BACKGROUND OF THE INVENTION

Crimping is a well-known method of attaching a terminal to a conductor. For a strong and electrically efficient crimped connection, the terminal must be deformed sufficiently to provide solid metal-to-metal contact with the conductor, but the terminal and conductor must not be overstressed to the point where the metal is weakened and fractured. A common non-destructive method of determining the quality of a crimped connection is by measuring the crimp height, i.e., the vertical dimension of the terminal after crimping. The measured crimp height is compared with a target crimp height which has previously been determined, by one or more of various possible mechanical and electrical tests, to be desirable for the particular style, size, and material of the terminal and conductor which are being used. Terminals having a crimp height which is outside of the tolerance range for the target crimp height are rejected as defective.

The crimp height of many terminals cannot be readily measured. This may be due to an unusual crimp configuration having a surface profile which cannot be accurately engaged by a measuring probe, and/or the presence of insulation on the terminal which may pull away from the surface of the terminal and generate a false reading. Historically, this problem was addressed by the use of bottoming dies having opposed stop, or bottoming, surfaces which are arranged to engage, or bottom, against each other when the dies are fully closed. The bottoming dies are configured so that when the dies are driven together and the stop surfaces have bottomed, a terminal engaged between the dies will have been deformed to the correct crimp height. Bottoming of the stop surfaces provides an indication that the terminal has been fully crimped and prevents excessive deformation of the terminal. Therefore, the inability to accurately measure the crimp height becomes immaterial.

A problem with the use of bottoming dies is that defects in crimping tools or processes may prevent the dies from bottoming. Such defects include deflection of drive components or tool frames, loose or worn parts, improper set-up, and dirt, among others. It is impossible to determine visually whether die closure has occurred in every case. In some cases the stop surfaces may come quite close together without actually bottoming, and even these cases may result in defective crimps when the crimp height tolerance is only a few thousandths of an inch. There is a need for a crimping apparatus of the type having bottoming dies which has a means for verifying whether the dies have fully closed in every case.

SUMMARY OF THE INVENTION

It is an object of the invention to promote quality in crimped connections.

It is another object of the invention to ensure that crimped connections have the correct crimp height.

It is a further object of the invention to verify the crimp height of a terminal by indirect measurement.

It is yet another object of the invention to increase the effectiveness of crimping tools having bottoming dies.

These and other objects are accomplished by a crimping apparatus comprising a pair of jaws carrying a mating pair of crimping dies, means for moving the jaws between an open position wherein the dies are spaced apart, and a closed position wherein the dies are relatively closer together and a pair of stop surfaces on respective ones of the jaws are in abutting relationship, and means for verifying that the stop surfaces are in the abutting relationship.

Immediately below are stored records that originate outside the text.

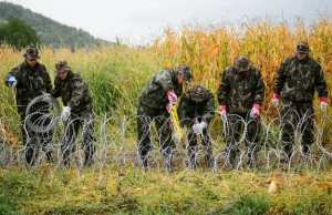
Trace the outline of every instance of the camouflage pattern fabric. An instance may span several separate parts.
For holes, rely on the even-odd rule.
[[[281,140],[288,156],[294,144],[293,136],[299,117],[305,117],[301,127],[303,152],[308,153],[309,145],[313,143],[312,101],[315,90],[320,98],[328,96],[321,65],[309,55],[303,60],[299,60],[297,55],[286,58],[277,73],[274,93],[281,93]]]
[[[264,99],[260,70],[252,64],[247,71],[237,68],[237,62],[226,68],[217,92],[219,104],[227,105],[227,113],[247,113],[253,103],[261,105]]]
[[[312,102],[314,90],[319,96],[328,96],[328,86],[321,65],[309,55],[299,60],[297,55],[283,60],[277,73],[274,93],[283,101]]]
[[[168,90],[174,90],[175,94],[180,96],[183,84],[178,84],[174,70],[164,69],[147,82],[138,100],[151,109],[166,111],[166,105],[169,103],[166,95]]]
[[[25,158],[28,164],[33,165],[39,154],[41,146],[46,152],[48,160],[51,160],[51,141],[52,132],[35,133],[28,126],[24,126],[25,110],[28,104],[37,96],[42,95],[43,92],[50,93],[52,90],[51,79],[46,68],[37,62],[34,66],[30,66],[27,61],[23,61],[18,66],[13,68],[4,75],[4,83],[8,85],[9,76],[17,79],[15,98],[18,112],[21,116],[21,132],[23,143],[25,146]],[[46,111],[46,110],[44,110]],[[37,120],[40,114],[34,114],[33,120]],[[48,123],[44,120],[43,123]]]
[[[56,76],[54,85],[51,94],[54,98],[61,96],[63,105],[70,106],[73,115],[92,114],[92,96],[87,83],[79,73],[70,70],[65,80]]]
[[[74,150],[77,132],[82,127],[82,147],[85,152],[84,165],[89,166],[95,153],[95,140],[93,137],[92,96],[87,83],[79,73],[69,70],[65,80],[55,78],[54,85],[51,94],[54,98],[61,96],[63,105],[72,109],[71,120],[66,122],[61,145],[64,165],[69,165],[69,155]]]
[[[194,85],[181,96],[177,111],[181,123],[199,116],[209,124],[215,115],[214,94],[203,85]]]
[[[181,96],[178,108],[178,116],[181,126],[186,125],[188,133],[188,153],[193,167],[197,165],[197,139],[193,132],[193,125],[197,122],[210,123],[215,114],[215,98],[214,94],[203,85],[194,85],[189,88]],[[212,149],[209,127],[203,130],[200,136],[201,144],[205,146],[205,162],[207,166],[211,166]]]

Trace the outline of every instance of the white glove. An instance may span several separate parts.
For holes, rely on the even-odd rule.
[[[50,94],[50,93],[46,93],[46,92],[42,92],[42,95],[51,96],[51,94]]]
[[[15,88],[17,84],[18,84],[18,81],[17,81],[17,79],[14,76],[10,76],[8,79],[8,85],[9,86]]]
[[[272,106],[274,106],[276,109],[278,109],[278,106],[279,106],[279,99],[277,99],[277,98],[272,99]]]
[[[259,116],[259,110],[257,109],[251,109],[250,111],[250,117],[258,117]]]
[[[62,113],[61,113],[61,119],[63,121],[68,121],[69,117],[71,116],[71,108],[70,106],[63,106],[62,108]]]
[[[328,109],[328,103],[326,103],[326,102],[321,102],[321,111],[322,111],[323,113],[325,113],[325,112],[326,112],[326,109]]]
[[[205,122],[196,123],[193,125],[193,131],[195,134],[203,134],[203,130],[207,127],[207,124]]]
[[[176,96],[174,90],[167,91],[167,96],[168,96],[168,100],[169,100],[170,104],[176,104],[177,103],[177,96]]]

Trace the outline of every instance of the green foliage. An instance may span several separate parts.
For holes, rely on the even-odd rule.
[[[212,209],[209,213],[209,215],[212,214],[259,215],[259,214],[267,213],[269,209],[270,199],[268,193],[262,193],[262,194],[230,193],[227,197],[229,199],[229,203]]]
[[[113,44],[108,41],[96,39],[82,29],[68,27],[53,21],[42,14],[9,2],[0,2],[0,24],[3,20],[14,17],[23,20],[37,30],[41,44],[53,48],[70,47],[72,51],[81,47]]]
[[[40,43],[35,29],[13,17],[8,18],[8,22],[0,25],[0,41],[17,49]]]

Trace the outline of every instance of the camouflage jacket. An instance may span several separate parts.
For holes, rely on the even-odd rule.
[[[84,79],[73,71],[69,71],[65,80],[59,76],[54,80],[54,98],[61,96],[63,105],[70,106],[76,115],[92,112],[92,96]]]
[[[214,114],[215,98],[208,89],[201,85],[194,85],[181,96],[178,106],[179,121],[201,116],[203,121],[209,124]]]
[[[228,113],[247,113],[253,103],[261,105],[264,99],[260,70],[253,65],[243,72],[232,65],[226,68],[217,93],[219,104],[227,105]]]
[[[32,68],[25,61],[4,75],[6,85],[12,75],[17,79],[17,105],[20,114],[24,114],[27,105],[43,92],[50,93],[52,83],[46,68],[37,62]]]
[[[328,96],[324,72],[314,59],[298,60],[292,55],[283,60],[276,76],[274,93],[292,102],[312,102],[315,89],[319,96]]]
[[[183,94],[183,84],[176,79],[176,73],[172,69],[164,69],[155,74],[145,85],[141,95],[139,103],[154,109],[165,110],[168,104],[167,91],[174,90],[177,96]]]

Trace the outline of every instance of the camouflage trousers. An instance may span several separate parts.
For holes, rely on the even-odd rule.
[[[64,136],[61,144],[63,164],[65,166],[70,164],[70,154],[75,151],[75,141],[80,129],[82,129],[82,149],[85,154],[84,166],[90,166],[93,162],[93,155],[96,151],[95,139],[93,136],[93,113],[72,114],[71,119],[65,123]]]
[[[201,117],[197,117],[198,123],[201,122]],[[181,123],[183,124],[183,123]],[[188,127],[188,154],[189,154],[189,166],[197,166],[197,153],[198,146],[197,142],[200,140],[201,145],[204,145],[205,150],[205,163],[207,166],[212,165],[212,147],[211,147],[211,137],[209,133],[209,126],[203,130],[203,134],[195,134],[193,131],[193,126],[195,124],[194,119],[186,119],[185,123]]]
[[[240,142],[247,147],[249,164],[256,162],[257,152],[260,150],[260,117],[250,117],[249,113],[228,114],[226,123],[225,142],[229,163],[232,163],[239,153]],[[253,165],[253,164],[252,164]]]
[[[153,122],[157,129],[159,151],[166,158],[172,160],[175,143],[172,140],[169,113],[166,108],[165,110],[154,110],[142,103],[137,108],[138,155],[143,162],[147,162],[148,152],[152,150],[151,130]]]
[[[313,143],[313,106],[312,103],[292,103],[282,101],[281,109],[281,141],[283,151],[290,156],[295,143],[295,133],[300,134],[303,153],[309,153]]]
[[[40,150],[44,151],[46,154],[46,158],[49,162],[52,162],[52,139],[53,133],[52,131],[48,132],[33,132],[25,123],[25,112],[20,112],[21,116],[21,133],[23,137],[24,144],[24,154],[25,160],[29,165],[34,165]],[[42,115],[41,114],[33,114],[31,121],[38,121]],[[42,126],[50,123],[50,119],[43,120]]]

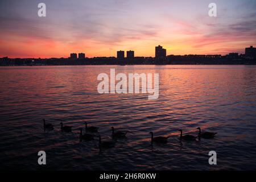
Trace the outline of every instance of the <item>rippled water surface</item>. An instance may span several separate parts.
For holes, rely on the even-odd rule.
[[[98,74],[159,74],[159,97],[100,94]],[[0,168],[13,169],[256,169],[256,67],[130,65],[0,68]],[[44,132],[42,119],[55,126]],[[129,130],[115,147],[99,151],[98,138],[81,142],[84,122]],[[60,122],[72,133],[60,131]],[[179,129],[217,132],[213,139],[180,142]],[[171,135],[150,145],[150,131]],[[97,134],[97,135],[98,135]],[[38,164],[38,152],[47,165]],[[208,164],[216,151],[217,165]]]

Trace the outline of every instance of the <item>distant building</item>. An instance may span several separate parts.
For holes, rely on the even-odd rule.
[[[160,45],[155,47],[155,58],[163,58],[166,57],[166,49],[163,49]]]
[[[245,57],[249,59],[256,58],[256,48],[253,46],[246,48]]]
[[[126,52],[126,57],[127,58],[134,58],[134,51],[129,51]]]
[[[125,51],[117,51],[117,59],[125,59]]]
[[[85,59],[85,54],[84,53],[79,53],[79,59]]]
[[[237,58],[238,57],[238,53],[234,52],[230,53],[228,55],[226,55],[226,57],[228,58],[232,58],[232,59]]]
[[[77,59],[77,55],[76,53],[71,53],[70,54],[70,58],[71,59]]]

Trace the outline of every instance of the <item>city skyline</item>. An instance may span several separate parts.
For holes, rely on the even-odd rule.
[[[255,1],[215,1],[217,17],[208,14],[209,1],[44,2],[47,16],[38,17],[38,2],[1,1],[0,57],[111,57],[117,50],[155,57],[158,44],[167,55],[225,55],[256,44]]]

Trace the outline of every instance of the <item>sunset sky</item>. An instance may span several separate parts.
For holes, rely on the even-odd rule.
[[[159,44],[167,55],[244,53],[256,46],[255,9],[255,0],[1,0],[0,57],[154,56]]]

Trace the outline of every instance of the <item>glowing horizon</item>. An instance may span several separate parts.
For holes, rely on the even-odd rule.
[[[256,45],[255,1],[214,1],[217,17],[208,14],[212,1],[47,0],[45,18],[39,2],[1,1],[0,57],[154,57],[159,44],[167,55],[223,55]]]

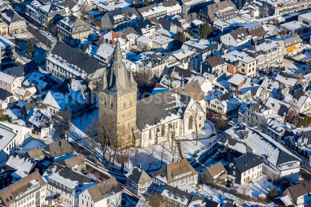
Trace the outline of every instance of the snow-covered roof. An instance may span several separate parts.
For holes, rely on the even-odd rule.
[[[239,52],[234,50],[228,53],[221,56],[222,58],[226,61],[239,61],[243,62],[249,63],[256,61],[256,59],[250,57],[249,55],[244,52]]]
[[[230,137],[245,143],[253,150],[275,166],[296,163],[301,160],[280,144],[263,133],[243,123],[239,123],[225,131]],[[243,133],[244,138],[240,137]],[[237,149],[237,150],[239,150]]]
[[[0,81],[9,84],[12,84],[16,78],[0,71]]]
[[[0,35],[0,46],[7,47],[10,46],[13,46],[14,45],[14,43],[5,38],[2,35]]]
[[[160,45],[165,44],[174,41],[174,40],[167,37],[159,35],[152,38],[152,42]]]
[[[245,76],[240,74],[237,73],[233,77],[228,80],[228,81],[230,83],[238,85],[244,81],[246,78]]]
[[[68,103],[68,99],[62,94],[50,90],[43,100],[43,102],[49,106],[61,110],[64,110]]]

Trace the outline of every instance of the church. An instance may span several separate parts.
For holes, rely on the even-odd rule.
[[[137,101],[137,84],[122,59],[117,40],[114,60],[98,83],[99,116],[117,129],[116,134],[122,131],[123,145],[144,148],[204,127],[206,102],[197,80],[182,79],[179,88]]]

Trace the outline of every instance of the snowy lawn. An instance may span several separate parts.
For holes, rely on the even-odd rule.
[[[305,73],[304,67],[298,66],[285,59],[283,59],[283,62],[280,65],[280,67],[285,67],[285,70],[293,71],[297,74],[300,73],[304,74]]]
[[[98,110],[96,109],[89,114],[88,121],[87,121],[86,115],[83,114],[81,119],[78,116],[72,122],[71,129],[69,132],[70,141],[74,141],[78,139],[85,137],[87,136],[86,133],[86,129],[87,124],[91,122],[92,120],[97,120],[98,116]],[[199,133],[199,141],[197,145],[195,145],[196,137],[195,134],[193,134],[190,135],[182,137],[179,137],[182,140],[181,144],[181,151],[183,156],[185,158],[192,158],[193,154],[195,153],[199,155],[208,149],[207,146],[216,141],[216,136],[209,137],[215,132],[213,125],[208,121],[205,123],[205,129],[200,130]],[[91,143],[90,139],[87,138],[79,141],[80,145],[82,145],[87,149],[91,151]],[[179,158],[178,150],[174,147],[172,150],[171,142],[167,142],[161,144],[150,146],[144,149],[138,149],[135,152],[135,149],[133,148],[130,148],[128,151],[130,159],[128,163],[125,164],[125,169],[131,169],[135,164],[141,163],[143,168],[147,171],[149,167],[149,160],[152,163],[150,168],[150,171],[156,170],[160,168],[161,165],[161,159],[163,161],[162,166],[164,165],[174,162]],[[174,145],[175,144],[174,143]],[[103,161],[102,151],[99,144],[97,144],[96,149],[96,156]],[[155,149],[153,149],[154,148]],[[151,151],[151,158],[149,159],[148,155],[150,154]],[[173,153],[172,151],[173,151]],[[163,151],[163,153],[162,153]],[[113,155],[113,152],[112,154]],[[136,155],[135,155],[136,154]],[[162,156],[163,155],[163,156]],[[109,157],[108,152],[105,154],[106,158]],[[114,168],[119,168],[120,164],[116,162]],[[106,165],[107,164],[106,164]]]
[[[280,189],[278,189],[277,186],[274,185],[272,182],[269,182],[268,181],[267,177],[266,175],[262,174],[257,179],[252,181],[253,183],[248,184],[250,188],[248,194],[249,196],[258,198],[259,194],[261,193],[267,196],[268,195],[268,191],[273,190],[274,188],[276,189],[278,193],[281,192]]]

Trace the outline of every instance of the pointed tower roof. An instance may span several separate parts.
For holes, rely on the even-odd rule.
[[[123,59],[120,42],[117,39],[114,60],[108,68],[107,79],[104,71],[105,75],[103,75],[103,78],[99,83],[100,89],[106,91],[106,93],[117,97],[137,89],[137,84],[133,78],[131,71],[130,77],[128,76],[126,67]],[[104,79],[106,79],[105,80]]]

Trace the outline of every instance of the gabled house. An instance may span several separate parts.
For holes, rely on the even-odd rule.
[[[17,78],[0,71],[0,87],[12,93],[21,87],[21,81]]]
[[[107,12],[100,19],[100,25],[104,28],[117,32],[125,29],[127,21],[121,8],[119,8]]]
[[[126,21],[126,27],[131,27],[140,23],[140,17],[134,8],[126,9],[123,11],[122,13]]]
[[[251,152],[235,159],[225,166],[228,172],[229,180],[242,185],[256,179],[262,173],[263,163]]]
[[[222,117],[236,116],[240,103],[235,96],[239,94],[238,92],[233,91],[215,97],[210,100],[208,109],[213,113],[219,114]]]
[[[158,188],[166,185],[194,186],[197,183],[198,174],[187,160],[183,159],[167,164],[151,176],[154,187]]]
[[[73,207],[80,206],[79,200],[82,190],[96,185],[83,174],[56,163],[48,168],[42,177],[47,183],[47,190],[60,194],[62,202]]]
[[[308,115],[311,113],[311,98],[294,90],[289,91],[284,102],[290,105],[297,113]]]
[[[300,92],[303,90],[302,80],[296,76],[280,72],[275,77],[275,80],[284,83],[289,90]]]
[[[33,172],[0,191],[1,205],[5,207],[20,206],[21,203],[24,203],[26,198],[28,198],[26,202],[29,205],[30,203],[35,205],[35,202],[39,206],[45,205],[46,185],[39,172]],[[32,196],[36,194],[37,196]],[[20,205],[17,205],[19,202]]]
[[[261,129],[261,127],[258,126],[251,127],[244,123],[239,123],[225,131],[225,132],[227,136],[248,145],[253,150],[253,152],[254,154],[260,158],[260,160],[262,160],[263,162],[262,166],[262,173],[269,175],[269,177],[273,179],[276,179],[278,177],[284,177],[290,180],[290,182],[293,183],[297,181],[299,179],[299,163],[301,159],[281,144],[272,139],[264,133],[261,132],[260,131]],[[253,140],[256,141],[253,141]],[[224,139],[222,140],[221,142],[218,143],[226,146],[227,142],[226,139]],[[228,147],[229,148],[230,147],[229,146]],[[245,147],[238,147],[235,150],[240,153],[245,153],[246,149]],[[242,166],[243,165],[245,166],[244,162],[243,162],[241,163]],[[245,167],[248,168],[247,166],[252,164],[251,162],[250,164],[249,163],[245,162],[247,163]],[[257,161],[256,163],[258,163]],[[289,165],[290,165],[290,167]],[[231,174],[228,170],[230,168],[230,166],[228,167],[228,168],[225,167],[226,169],[228,172],[228,174]],[[236,166],[235,167],[237,167]],[[232,170],[232,174],[234,176],[233,171],[235,169],[232,167],[231,169]],[[246,181],[248,178],[248,176],[249,176],[250,179],[252,176],[251,173],[253,172],[252,169],[250,170],[249,174],[248,169],[247,169],[248,171],[245,176],[244,173],[242,174],[243,177],[245,178]],[[254,169],[254,172],[256,169]],[[260,174],[260,172],[259,172]],[[237,175],[236,172],[236,174]],[[256,174],[256,176],[257,175]],[[254,177],[256,176],[254,175]],[[243,182],[244,179],[241,179],[240,182]],[[236,182],[238,183],[238,181]]]
[[[207,5],[200,10],[200,19],[210,23],[215,21],[224,21],[236,16],[236,7],[230,0],[225,0]]]
[[[12,94],[0,87],[0,109],[14,107],[17,103],[17,99]]]
[[[165,206],[187,206],[192,195],[177,187],[167,185],[161,194]]]
[[[240,50],[249,47],[252,39],[252,35],[248,34],[245,28],[242,27],[222,35],[220,40],[221,43],[232,48],[232,50]]]
[[[10,156],[5,163],[7,171],[15,181],[18,180],[38,170],[42,173],[42,169],[37,162],[17,153]]]
[[[201,62],[200,72],[214,74],[227,71],[227,63],[218,54]]]
[[[29,159],[38,161],[42,160],[44,158],[44,154],[40,147],[27,151],[24,154],[24,156]]]
[[[46,71],[57,78],[63,80],[87,75],[91,77],[91,85],[95,84],[96,80],[100,78],[100,74],[102,73],[101,70],[104,68],[81,51],[61,41],[56,43],[47,54],[46,62]]]
[[[153,181],[142,168],[141,165],[135,167],[125,175],[126,186],[137,195],[152,192]]]
[[[3,168],[0,168],[0,190],[8,186],[13,182],[12,176]]]
[[[63,139],[49,144],[42,150],[46,158],[51,161],[61,159],[65,155],[74,156],[71,145]]]
[[[7,32],[16,34],[23,33],[26,31],[25,20],[8,7],[1,11],[0,19],[7,26]]]
[[[56,163],[71,170],[75,170],[82,173],[86,171],[85,158],[83,155],[78,154],[73,157],[65,159],[59,159]]]
[[[261,85],[270,93],[269,96],[277,100],[282,99],[286,95],[287,90],[285,84],[270,77],[263,80]]]
[[[200,181],[209,185],[214,184],[219,186],[227,181],[228,172],[221,162],[208,167],[200,173]]]
[[[39,71],[34,71],[25,79],[23,82],[23,87],[35,86],[39,94],[49,90],[57,91],[59,84],[53,78],[51,74],[47,75]]]
[[[57,27],[58,38],[73,47],[78,45],[84,38],[87,39],[91,32],[88,24],[71,14],[60,20]]]

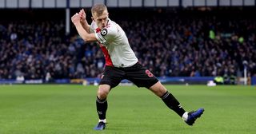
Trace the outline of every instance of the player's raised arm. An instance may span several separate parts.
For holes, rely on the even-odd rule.
[[[86,21],[86,14],[83,9],[80,10],[79,11],[79,15],[81,18],[80,22],[82,26],[82,27],[88,32],[90,32],[90,25],[88,24]]]
[[[97,38],[94,34],[89,34],[82,26],[80,21],[81,18],[79,14],[76,13],[74,15],[72,16],[71,21],[73,24],[75,26],[75,28],[80,35],[80,37],[86,41],[86,42],[92,42],[97,41]]]

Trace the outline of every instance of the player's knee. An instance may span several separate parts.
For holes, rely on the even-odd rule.
[[[100,87],[98,89],[97,96],[99,99],[106,99],[109,94],[110,89],[108,88]]]
[[[162,97],[167,91],[167,89],[160,82],[156,83],[154,85],[150,87],[150,89],[158,97]]]

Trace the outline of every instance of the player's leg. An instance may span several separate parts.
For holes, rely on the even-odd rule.
[[[95,130],[103,130],[106,127],[106,115],[107,110],[107,96],[111,89],[117,86],[123,79],[125,73],[114,67],[106,66],[99,87],[97,92],[96,107],[98,115],[98,123]]]
[[[177,114],[182,117],[186,111],[183,109],[178,100],[161,84],[157,82],[149,89],[155,95],[161,97],[163,102]]]
[[[100,85],[97,92],[96,108],[98,116],[98,123],[95,126],[95,130],[103,130],[106,127],[106,113],[107,110],[106,97],[110,91],[110,85]]]
[[[203,113],[203,108],[190,112],[186,112],[178,100],[161,84],[160,81],[149,88],[155,95],[161,97],[163,102],[178,115],[179,115],[189,125],[193,125],[197,118]]]

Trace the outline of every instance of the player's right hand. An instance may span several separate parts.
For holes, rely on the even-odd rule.
[[[86,19],[86,14],[83,9],[79,11],[79,17],[81,18],[81,22],[84,22]]]

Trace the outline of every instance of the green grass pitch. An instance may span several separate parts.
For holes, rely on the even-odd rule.
[[[0,134],[255,133],[255,86],[166,85],[183,108],[204,108],[188,126],[144,88],[118,86],[108,97],[106,130],[98,122],[97,86],[0,85]]]

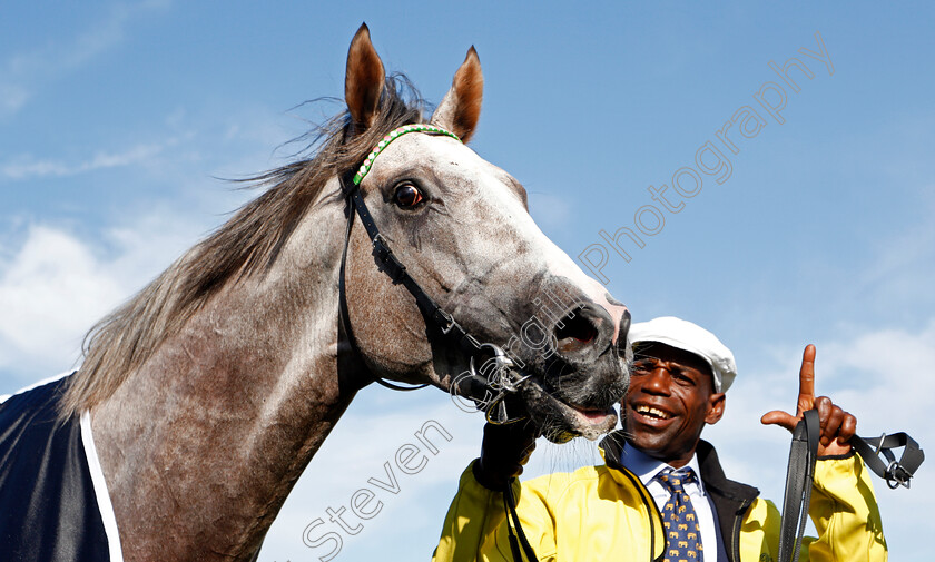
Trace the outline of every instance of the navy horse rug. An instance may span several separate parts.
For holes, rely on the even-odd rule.
[[[90,415],[57,417],[67,379],[0,397],[0,560],[122,562]]]

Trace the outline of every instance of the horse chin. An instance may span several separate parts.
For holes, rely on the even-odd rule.
[[[596,441],[617,426],[613,406],[592,408],[568,404],[545,391],[535,379],[530,379],[523,388],[523,398],[533,423],[552,443],[568,443],[579,436]]]

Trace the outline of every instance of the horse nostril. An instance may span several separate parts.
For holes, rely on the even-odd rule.
[[[580,308],[571,312],[555,325],[559,353],[575,352],[587,347],[598,337],[598,328],[580,313]]]

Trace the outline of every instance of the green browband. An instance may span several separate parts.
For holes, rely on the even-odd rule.
[[[373,150],[371,150],[371,154],[367,155],[366,159],[364,160],[364,164],[361,165],[361,169],[358,169],[357,174],[354,175],[355,186],[360,186],[361,181],[364,180],[364,177],[370,171],[371,166],[373,166],[373,161],[376,159],[376,156],[380,152],[382,152],[384,148],[390,146],[390,142],[402,137],[406,132],[435,132],[437,135],[445,135],[447,137],[451,137],[457,140],[459,142],[461,141],[461,139],[457,138],[457,135],[455,135],[454,132],[445,130],[441,127],[435,127],[434,125],[403,125],[402,127],[391,131],[390,135],[383,137],[383,140],[377,142],[376,146],[373,147]]]

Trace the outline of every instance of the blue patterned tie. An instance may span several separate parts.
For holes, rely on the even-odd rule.
[[[691,469],[666,469],[653,480],[672,494],[662,507],[666,562],[702,562],[705,552],[701,549],[701,526],[683,487],[685,484],[695,482],[695,472]]]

The means for verifying may be a means on one of the stop surfaces for sensing a normal force on the one stop surface. The means for sensing may include a piezoresistive sensor which changes resistance in response to application of the normal force thereon, or a piezoelectric sensor which generates a voltage in response to the normal force. The sensing means may be connected in a circuit which which generates an electrical signal upon the normal force reaching a threshold value, and a visual or audible signal may be generated to indicate that the normal force has reached the desired threshold.

BRIEF DESCRIPTION OF THE DRAWINGS

The invention will now be described by way of example with reference to the accompanying drawings in which like elements in different figures thereof are identified by the same reference numeral and wherein:

FIG. 1 is an isometric view of a crimping tool which is constructed according to the invention, showing a crimping head exploded away.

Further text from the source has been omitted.